# Fj Toyota Real World Towing



## bigdisneydaddy (Oct 26, 2007)

A good friend of mine has a Toyota FJ that he bought last year. I have absolutelty zero experience with Toyota vehicles and he has been asking questions about buying a new trailer. The manual states that the truck has a towing cap of 5000#, I can fiigure all the weight issues out and we have been looking at trailers based on loaded and unloaded weight as well as hitch setups. What I would really like to explore is the handling on this truck when towing longer trailers. He is really interested in a 20 ft range with a bed slide out. I think if he is careful he can keep his weights in the proper range but how will this short wheelbase truck do with a trailer that long ? Obviously it will be equipped with a WD hitch and sway control but I dont want him to end up with his tail wagging his dog.

Thanks
Scott


----------



## GarethsDad (Apr 4, 2007)

The Toyota fj cruiser has a wheelbase of 105.9 inches. I think that with that short of a wheelbase the only outback that he could safely tow would be a 18rs. James


----------



## wolfwood (Sep 19, 2005)

YIKES! I think the fj cruiser is a GREAT looking vehicle and test drove one "just for fun". The blind spots in the fj are AWEFUL!

As for towing, I can't speak to the fj specificaly - but we started with a Toyota 4Runner (wheel base 110" & to capacity of *7000lbs*), a 25rss, and a Hensley hitch. We take *VERY* little with us (no kids, no bikes,) and never carried water ... and we were at our max in weight. I'm not sure your buddy will find a hardside TT that he can safely tow with an fj cruiser....maybe a pop-up


----------



## Carey (Mar 6, 2012)

Yep 18 foot for the time being.. If they will wait till after the first of the year there will be many 14-20 foot models with dry weights of 2200 for the 14 to around 3500 for a 20 footer.

Forest River, Dutchman, Keystone and Heartland are all going to be offering ultra light small rv's.
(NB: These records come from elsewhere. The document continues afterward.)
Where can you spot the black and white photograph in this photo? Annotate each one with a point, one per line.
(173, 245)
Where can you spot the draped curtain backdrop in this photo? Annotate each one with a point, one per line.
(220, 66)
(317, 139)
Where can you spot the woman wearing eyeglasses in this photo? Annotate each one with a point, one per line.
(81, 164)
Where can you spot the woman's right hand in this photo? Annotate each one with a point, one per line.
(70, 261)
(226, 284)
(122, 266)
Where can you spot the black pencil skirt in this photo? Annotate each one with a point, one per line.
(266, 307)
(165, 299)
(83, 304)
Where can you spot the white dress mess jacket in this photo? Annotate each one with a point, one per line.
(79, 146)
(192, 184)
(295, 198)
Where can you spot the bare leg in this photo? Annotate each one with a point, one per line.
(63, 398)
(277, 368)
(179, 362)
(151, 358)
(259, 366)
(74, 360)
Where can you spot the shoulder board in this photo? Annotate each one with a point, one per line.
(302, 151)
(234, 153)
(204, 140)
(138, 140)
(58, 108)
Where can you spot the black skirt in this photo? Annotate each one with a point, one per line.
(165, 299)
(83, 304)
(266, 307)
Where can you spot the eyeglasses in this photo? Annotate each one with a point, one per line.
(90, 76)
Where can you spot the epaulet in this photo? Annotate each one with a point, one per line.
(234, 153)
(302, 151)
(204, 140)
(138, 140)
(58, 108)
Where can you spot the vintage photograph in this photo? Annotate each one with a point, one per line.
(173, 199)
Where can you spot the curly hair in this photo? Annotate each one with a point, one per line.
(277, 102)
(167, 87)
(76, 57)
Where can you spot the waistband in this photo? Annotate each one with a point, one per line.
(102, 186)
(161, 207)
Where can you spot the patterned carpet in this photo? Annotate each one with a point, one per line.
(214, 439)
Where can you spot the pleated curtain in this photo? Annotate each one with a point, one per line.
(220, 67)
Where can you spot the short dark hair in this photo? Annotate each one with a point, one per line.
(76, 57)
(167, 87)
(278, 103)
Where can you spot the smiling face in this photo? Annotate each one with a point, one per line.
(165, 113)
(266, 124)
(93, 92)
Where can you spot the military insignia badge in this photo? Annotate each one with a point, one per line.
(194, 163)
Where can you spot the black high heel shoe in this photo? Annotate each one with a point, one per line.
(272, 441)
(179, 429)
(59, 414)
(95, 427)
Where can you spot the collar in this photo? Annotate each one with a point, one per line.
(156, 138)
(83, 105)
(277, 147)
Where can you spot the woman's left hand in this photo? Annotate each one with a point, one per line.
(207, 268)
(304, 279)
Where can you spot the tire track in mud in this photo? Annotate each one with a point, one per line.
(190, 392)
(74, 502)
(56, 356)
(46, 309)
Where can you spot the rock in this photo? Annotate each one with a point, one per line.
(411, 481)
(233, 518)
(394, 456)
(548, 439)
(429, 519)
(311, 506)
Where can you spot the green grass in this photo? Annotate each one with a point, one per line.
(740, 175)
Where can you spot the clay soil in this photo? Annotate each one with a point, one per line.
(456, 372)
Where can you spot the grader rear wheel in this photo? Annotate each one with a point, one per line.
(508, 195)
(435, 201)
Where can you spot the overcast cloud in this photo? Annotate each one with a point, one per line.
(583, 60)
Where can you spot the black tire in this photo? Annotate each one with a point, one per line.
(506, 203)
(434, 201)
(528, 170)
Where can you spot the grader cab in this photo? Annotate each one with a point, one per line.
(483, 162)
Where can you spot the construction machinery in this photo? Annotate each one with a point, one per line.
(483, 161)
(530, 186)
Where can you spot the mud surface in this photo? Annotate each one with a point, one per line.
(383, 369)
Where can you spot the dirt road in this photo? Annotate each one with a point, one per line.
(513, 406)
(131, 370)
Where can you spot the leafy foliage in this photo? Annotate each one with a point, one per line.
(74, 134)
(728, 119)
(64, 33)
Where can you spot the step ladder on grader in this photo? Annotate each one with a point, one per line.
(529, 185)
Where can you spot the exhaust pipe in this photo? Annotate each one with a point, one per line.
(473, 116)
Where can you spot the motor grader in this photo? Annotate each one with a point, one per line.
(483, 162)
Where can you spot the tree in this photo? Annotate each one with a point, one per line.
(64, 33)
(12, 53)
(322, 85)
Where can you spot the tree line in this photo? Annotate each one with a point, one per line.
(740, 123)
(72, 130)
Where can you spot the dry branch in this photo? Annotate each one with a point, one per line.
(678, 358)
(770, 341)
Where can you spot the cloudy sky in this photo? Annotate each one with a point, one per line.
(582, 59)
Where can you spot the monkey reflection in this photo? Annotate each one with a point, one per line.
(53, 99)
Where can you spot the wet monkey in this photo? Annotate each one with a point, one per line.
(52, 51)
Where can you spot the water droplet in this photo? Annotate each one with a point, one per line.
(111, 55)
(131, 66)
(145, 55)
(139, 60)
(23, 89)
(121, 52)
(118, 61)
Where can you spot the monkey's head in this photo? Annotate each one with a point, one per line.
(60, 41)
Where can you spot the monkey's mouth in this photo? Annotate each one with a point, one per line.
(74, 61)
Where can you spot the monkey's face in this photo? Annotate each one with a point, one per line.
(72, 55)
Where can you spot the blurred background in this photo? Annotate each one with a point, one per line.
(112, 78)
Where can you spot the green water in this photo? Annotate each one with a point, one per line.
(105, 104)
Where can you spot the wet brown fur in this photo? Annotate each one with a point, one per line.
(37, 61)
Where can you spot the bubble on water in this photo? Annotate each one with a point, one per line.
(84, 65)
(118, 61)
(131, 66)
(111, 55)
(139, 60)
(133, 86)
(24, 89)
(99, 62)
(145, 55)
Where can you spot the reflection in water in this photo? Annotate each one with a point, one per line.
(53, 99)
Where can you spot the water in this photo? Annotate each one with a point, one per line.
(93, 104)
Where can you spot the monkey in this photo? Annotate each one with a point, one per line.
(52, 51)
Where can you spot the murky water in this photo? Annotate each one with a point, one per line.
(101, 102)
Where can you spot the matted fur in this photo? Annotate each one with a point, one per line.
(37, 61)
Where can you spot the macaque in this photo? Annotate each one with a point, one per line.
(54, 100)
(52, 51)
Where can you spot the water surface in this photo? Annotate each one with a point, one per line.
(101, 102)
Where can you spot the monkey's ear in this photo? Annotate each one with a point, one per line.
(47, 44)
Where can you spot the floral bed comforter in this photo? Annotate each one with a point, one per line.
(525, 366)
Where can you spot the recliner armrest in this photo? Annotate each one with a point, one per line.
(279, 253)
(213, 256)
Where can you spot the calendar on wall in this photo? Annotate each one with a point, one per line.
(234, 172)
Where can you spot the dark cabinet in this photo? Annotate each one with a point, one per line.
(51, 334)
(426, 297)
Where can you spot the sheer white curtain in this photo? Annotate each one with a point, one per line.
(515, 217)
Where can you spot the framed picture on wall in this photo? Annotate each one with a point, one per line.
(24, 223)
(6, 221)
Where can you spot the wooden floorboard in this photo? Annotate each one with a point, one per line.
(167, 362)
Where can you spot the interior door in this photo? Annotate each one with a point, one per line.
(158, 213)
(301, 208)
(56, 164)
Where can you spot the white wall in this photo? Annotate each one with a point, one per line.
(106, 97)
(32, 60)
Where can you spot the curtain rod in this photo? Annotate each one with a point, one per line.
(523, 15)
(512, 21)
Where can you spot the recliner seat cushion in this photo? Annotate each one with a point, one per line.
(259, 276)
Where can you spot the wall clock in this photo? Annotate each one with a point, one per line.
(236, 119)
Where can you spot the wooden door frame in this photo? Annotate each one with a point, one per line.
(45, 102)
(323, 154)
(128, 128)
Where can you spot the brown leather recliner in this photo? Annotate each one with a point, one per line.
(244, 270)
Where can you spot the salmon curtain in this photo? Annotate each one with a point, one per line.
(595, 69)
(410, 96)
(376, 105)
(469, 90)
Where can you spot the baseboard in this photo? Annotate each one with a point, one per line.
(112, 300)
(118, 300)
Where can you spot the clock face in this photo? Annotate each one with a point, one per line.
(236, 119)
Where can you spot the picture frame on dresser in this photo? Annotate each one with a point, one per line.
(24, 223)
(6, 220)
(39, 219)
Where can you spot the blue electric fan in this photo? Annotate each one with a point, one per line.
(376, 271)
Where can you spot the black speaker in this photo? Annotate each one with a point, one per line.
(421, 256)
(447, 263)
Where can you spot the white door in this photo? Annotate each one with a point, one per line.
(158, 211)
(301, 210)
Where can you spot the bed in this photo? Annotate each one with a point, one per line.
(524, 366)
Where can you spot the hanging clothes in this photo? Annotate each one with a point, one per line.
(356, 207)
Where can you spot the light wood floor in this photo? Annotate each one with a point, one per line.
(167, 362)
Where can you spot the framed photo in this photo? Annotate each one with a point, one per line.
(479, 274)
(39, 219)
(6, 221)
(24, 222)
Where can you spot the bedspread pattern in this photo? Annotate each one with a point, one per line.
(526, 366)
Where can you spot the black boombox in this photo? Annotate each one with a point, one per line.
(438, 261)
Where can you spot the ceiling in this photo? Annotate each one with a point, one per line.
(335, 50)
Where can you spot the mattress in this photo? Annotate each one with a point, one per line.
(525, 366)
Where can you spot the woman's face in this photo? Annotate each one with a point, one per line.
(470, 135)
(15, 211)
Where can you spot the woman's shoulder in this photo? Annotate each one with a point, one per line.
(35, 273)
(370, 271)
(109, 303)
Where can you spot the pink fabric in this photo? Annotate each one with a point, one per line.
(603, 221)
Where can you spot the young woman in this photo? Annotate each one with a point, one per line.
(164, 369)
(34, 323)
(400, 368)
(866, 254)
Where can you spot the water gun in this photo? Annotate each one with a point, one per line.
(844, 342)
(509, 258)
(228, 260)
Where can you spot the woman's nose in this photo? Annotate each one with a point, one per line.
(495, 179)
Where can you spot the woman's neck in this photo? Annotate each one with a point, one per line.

They will be perfect for the FJ Cruiser..

I just posted a thread last night about the new Dutchman models..

Click for new Dutchman ultra lights

The FJ Cruiser will be a perfect tow vehicle for the new ulta lights that are coming after the 1st of the year.

Carey


----------



## Carey (Mar 6, 2012)

Coachman has a series of ultra lites coming too.

NEWS:

Other Louisville highlights include:

• Tiffin Motorhomes Inc., Red Bay, Ala., will unveil a new quad-slide 36-foot entry-level Allegro Class A diesel pusher with 7-foot ceilings, more cabinets above and below the counters, larger windows and improved placement of the LCD TVs. The coach will be offered on Tiffin's own PowerGlide, Freightliner or Spartan chassis. Base MSRP: $185,000.

A new 43-foot luxury tag axle Allegro Bus floorplan will be displayed featuring a front kitchen plus a bath-and-a-half.

• Coachmen Industries Inc. will show the new M-Series ultra-lightweight travel trailer with three 19-foot floorplans offering base weights from 2,712 pounds to 3,100 pounds and a 28-foot layout with a 4,800 pound dry weight. The laminated fiberglass-and-aluminum M-Series offers bike racks, aluminum wheels, portable grills and LCD TVs with inside/outside mounting brackets as an option.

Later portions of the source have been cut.